Per il resto circolano solo bozze di scenari e ipotetici piani alternativi, perché anche il mondo del calcio – dopo qualche difficoltà – sta prendendo coscienza del fatto che solo la fine dello stato di emergenza consentirà di tornare gradualmente alla normalità. E oggi mancano elementi e certezze per poter individuare una data realistica per la ripartenza. Non a caso la UEFA ha sottoposto a federazioni e campionati sette programmi diversi a seconda della data in cui si tornerà a giocare, da metà aprile (caso migliore ma irrealistico, già accantonato) a metà giugno (lo scenario peggiore). La data del 3 maggio per la possibile ripresa della Serie A, citata sia dal ministro Spadafora che dal presidente federale Gravina, va inserita in questo contesto di completa aleatorietà.

Altro problema: l'emergenza sta attraversando stadi diversi da nazione a nazione. L'Italia è stato il primo paese europeo ad esserne stato colpito e potrebbe dunque uscirne prima rispetto a chi ha seguito a ruota, come Spagna e Francia. E' dunque complicato riuscire ad immaginare un calendario che possa conciliare le esigenze di tutti, tenendo conto che andranno incastrate giornate di campionato ed appuntamenti di Champions ed Europa League.

La certezza è una, ribadita trasversalmente, sia dalle leghe che dalla UEFA: tutti vogliono portare a termine i campionati, in virtù – soprattutto – dei ricchi accordi per i diritti televisivi su cui si regge l'intero sistema calcio, che non possono restare disattesi.

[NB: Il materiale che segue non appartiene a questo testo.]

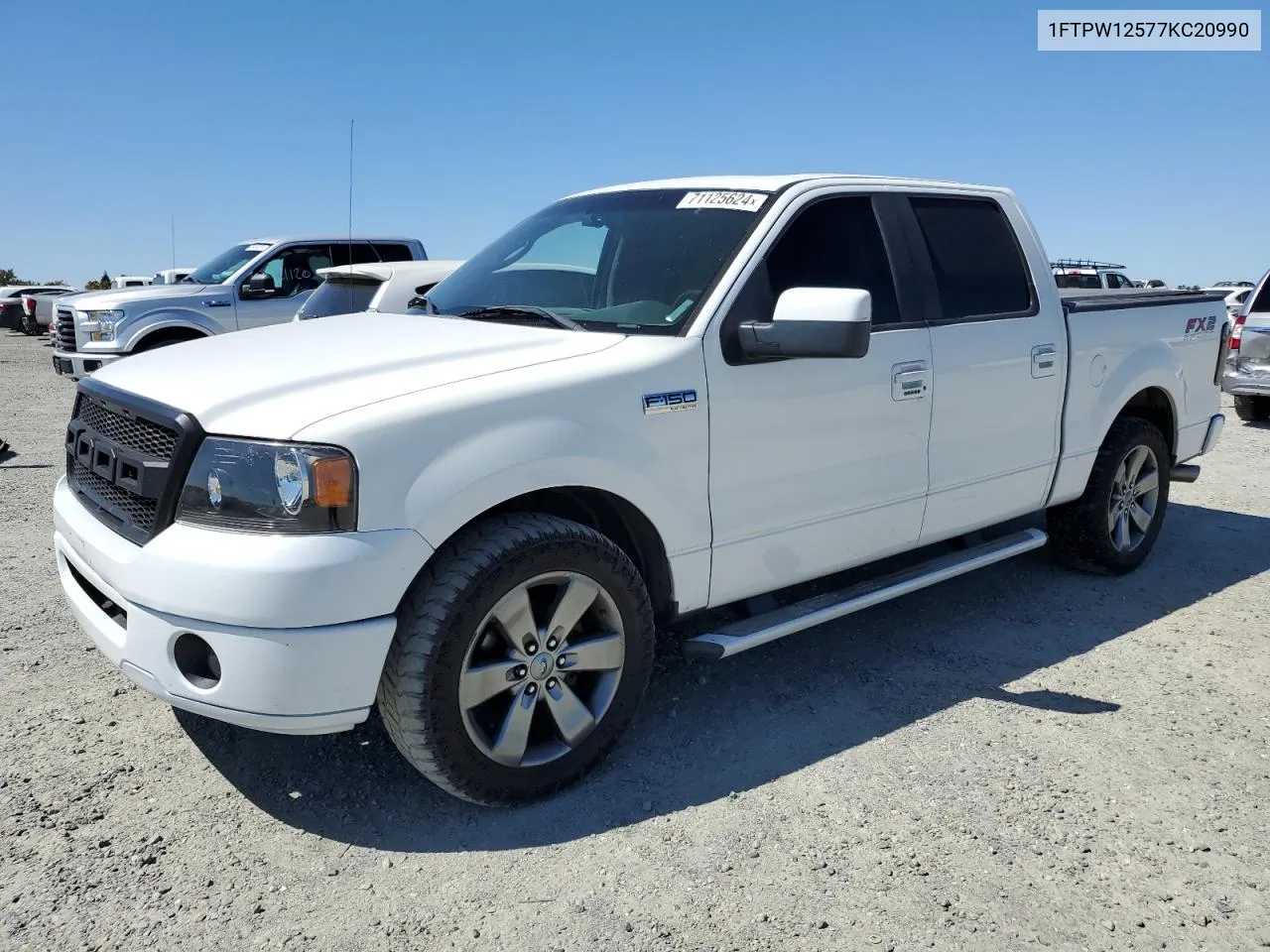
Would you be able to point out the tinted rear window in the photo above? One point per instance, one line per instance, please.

Anche per questo motivo sta cominciando a vacillare la deadline del 30 giugno, sventolata da più parti per ragioni logistiche e amministrative. Lo stesso presidente Gravina, così come la UEFA tra le righe di un comunicato diramato post-riunione, ha aperto alla prospettiva di trascinare la stagione fino a luglio inoltrato. Con buona probabilità giocando a porte chiuse per lunghi periodi, una misura di sicurezza che sarà inevitabile adottare soprattutto nelle prime fasi della ripresa.

Aspettare e adattarsi, affrontare sacrifici, prepararsi ai cambiamenti. È il destino del mondo intero. Anche del calcio, che non l'ha ancora capito.